A: The indigo density of the printed matter is 1.9 or more, and the printability is good.
(Triangle | delta): The indigo density of printed matter is 1.6 or more and less than 1.9, and printability is medium.
X: The indigo density of the printed matter is less than 1.6, and the printability is poor.

  Table 1 shows the evaluation results of the aqueous blue flexo ink.

  The evaluation results of the aqueous blue gravure ink are shown in Table 2.

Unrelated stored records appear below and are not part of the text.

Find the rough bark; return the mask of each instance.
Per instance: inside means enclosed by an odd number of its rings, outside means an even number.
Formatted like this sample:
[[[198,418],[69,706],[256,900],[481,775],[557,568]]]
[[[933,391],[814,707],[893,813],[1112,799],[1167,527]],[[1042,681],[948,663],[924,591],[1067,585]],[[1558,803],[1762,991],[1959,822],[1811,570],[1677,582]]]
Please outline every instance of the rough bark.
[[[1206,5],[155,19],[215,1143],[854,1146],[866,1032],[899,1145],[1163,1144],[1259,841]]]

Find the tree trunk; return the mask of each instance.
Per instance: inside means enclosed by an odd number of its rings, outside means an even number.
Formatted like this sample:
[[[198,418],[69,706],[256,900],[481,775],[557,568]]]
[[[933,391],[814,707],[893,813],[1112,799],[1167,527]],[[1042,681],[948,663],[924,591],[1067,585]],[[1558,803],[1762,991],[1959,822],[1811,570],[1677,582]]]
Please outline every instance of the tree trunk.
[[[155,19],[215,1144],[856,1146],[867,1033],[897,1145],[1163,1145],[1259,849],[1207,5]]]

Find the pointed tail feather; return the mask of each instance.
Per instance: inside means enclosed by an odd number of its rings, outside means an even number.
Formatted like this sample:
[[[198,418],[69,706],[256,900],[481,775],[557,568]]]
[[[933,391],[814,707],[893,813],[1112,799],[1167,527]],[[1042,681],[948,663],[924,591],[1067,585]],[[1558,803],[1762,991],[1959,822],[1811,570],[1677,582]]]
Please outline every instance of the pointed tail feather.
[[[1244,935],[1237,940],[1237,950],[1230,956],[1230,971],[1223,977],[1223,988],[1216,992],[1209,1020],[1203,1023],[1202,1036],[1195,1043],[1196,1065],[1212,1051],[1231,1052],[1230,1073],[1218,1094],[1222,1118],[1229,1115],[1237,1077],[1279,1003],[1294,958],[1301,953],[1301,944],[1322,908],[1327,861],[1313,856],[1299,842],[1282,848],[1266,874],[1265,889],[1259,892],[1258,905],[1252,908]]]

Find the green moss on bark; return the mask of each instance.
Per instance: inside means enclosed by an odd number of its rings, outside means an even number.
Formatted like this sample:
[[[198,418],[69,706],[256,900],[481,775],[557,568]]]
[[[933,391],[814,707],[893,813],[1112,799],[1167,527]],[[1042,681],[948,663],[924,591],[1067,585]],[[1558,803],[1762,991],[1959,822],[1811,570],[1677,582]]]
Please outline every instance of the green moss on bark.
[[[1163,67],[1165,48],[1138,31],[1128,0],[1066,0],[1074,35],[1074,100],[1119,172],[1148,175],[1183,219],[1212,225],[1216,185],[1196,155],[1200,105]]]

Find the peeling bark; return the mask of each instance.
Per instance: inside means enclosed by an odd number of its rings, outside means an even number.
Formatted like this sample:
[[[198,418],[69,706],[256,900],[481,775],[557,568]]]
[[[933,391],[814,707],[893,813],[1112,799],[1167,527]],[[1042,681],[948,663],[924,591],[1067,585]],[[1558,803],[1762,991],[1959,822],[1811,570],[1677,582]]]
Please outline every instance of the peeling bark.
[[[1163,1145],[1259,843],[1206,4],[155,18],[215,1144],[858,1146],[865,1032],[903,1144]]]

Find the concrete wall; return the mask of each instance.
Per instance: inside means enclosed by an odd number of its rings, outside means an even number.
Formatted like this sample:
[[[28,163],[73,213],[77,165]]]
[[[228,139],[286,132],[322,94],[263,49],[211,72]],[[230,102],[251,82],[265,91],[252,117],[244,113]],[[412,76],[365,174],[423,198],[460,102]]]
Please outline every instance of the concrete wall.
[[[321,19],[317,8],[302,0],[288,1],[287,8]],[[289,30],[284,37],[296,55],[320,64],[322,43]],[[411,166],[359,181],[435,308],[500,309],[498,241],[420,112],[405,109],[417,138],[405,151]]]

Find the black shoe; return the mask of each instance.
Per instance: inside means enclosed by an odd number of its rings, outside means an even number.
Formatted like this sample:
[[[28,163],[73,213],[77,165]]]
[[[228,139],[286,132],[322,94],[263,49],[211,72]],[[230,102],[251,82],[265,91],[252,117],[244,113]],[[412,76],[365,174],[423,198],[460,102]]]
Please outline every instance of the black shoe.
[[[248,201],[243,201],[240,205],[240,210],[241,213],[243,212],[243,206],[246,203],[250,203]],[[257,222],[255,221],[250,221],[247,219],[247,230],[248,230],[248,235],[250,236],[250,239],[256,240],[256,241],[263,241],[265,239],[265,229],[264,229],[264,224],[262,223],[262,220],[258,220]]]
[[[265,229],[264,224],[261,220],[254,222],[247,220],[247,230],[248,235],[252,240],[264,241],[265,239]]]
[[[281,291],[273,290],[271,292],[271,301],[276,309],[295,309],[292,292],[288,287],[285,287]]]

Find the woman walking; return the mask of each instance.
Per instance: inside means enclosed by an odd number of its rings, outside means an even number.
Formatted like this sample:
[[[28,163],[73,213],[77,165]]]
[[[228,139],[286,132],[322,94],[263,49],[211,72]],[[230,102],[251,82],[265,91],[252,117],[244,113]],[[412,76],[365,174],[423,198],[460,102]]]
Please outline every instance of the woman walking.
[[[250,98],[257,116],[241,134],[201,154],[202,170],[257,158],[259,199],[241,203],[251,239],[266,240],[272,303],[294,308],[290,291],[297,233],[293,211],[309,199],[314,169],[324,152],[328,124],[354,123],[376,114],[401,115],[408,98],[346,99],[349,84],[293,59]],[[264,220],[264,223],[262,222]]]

  In the aqueous liquid ink using the binder for aqueous liquid ink of the present invention, by adjusting the Zahn cup viscosity, in any printing system of flexo and gravure, while maintaining the adhesion to the substrate, ink transferability, Both blocking resistance and ink re-dissolvability can be achieved.

Claims (7)

A water-based flexographic ink or water-based gravure ink containing water as a water-based liquid ink binder, pigment, and water-based medium, wherein the water-based liquid ink binder includes an acid group-containing polyol (a1-1),
A polyol (a1) containing a polyether polyol (a1-2) other than the polyol (a1-1), a urethane resin (A) that is a reaction product of the polyisocyanate (a2), and an aqueous medium (B). A binder for aqueous liquid ink containing,
The acid group of the urethane resin (A) is neutralized with a metal salt,
The urethane resin (A) includes an alicyclic structure in a range of 1000 to 5000 mmol / kg with respect to the entire urethane resin (A).
Aqueous flexographic ink or aqueous gravure ink, wherein the urethane resin (A) has an acid value in the range of 10 to 50 (Bionano nano having an average diameter of 1 nm to 100 nm and an aspect ratio of 100 or more Unless including fiber) .   The water-based flexographic ink or water-based gravure ink according to claim 1, wherein the surface tension at 25 ° C is 25 to 50 mN / m.   The water-based flexographic ink or water-based gravure ink according to claim 1, wherein the surface tension at 25 ° C is 33 to 43 mN / m.   The aqueous flexo ink or aqueous gravure ink according to any one of claims 1 to 3, wherein the aqueous medium is water or a mixture of water and an alcohol solvent. An aqueous flexographic ink or aqueous gravure ink according to any one of claims 1 to 4, a viscosity of aqueous flexographic ink is 7 to 25 seconds at using Zahn Cup # 4 25 ° C., or, viscosity, in using the Zahn cup # 3 25 ° C. 7 to 25 Byodea Ru water soluble gravure inks.   A printed matter, which is subjected to flexographic printing with the aqueous flexographic ink according to claim 1.   Gravure printing is given with the water-based gravure ink as described in any one of Claims 1-5, The printed matter characterized by the above-mentioned.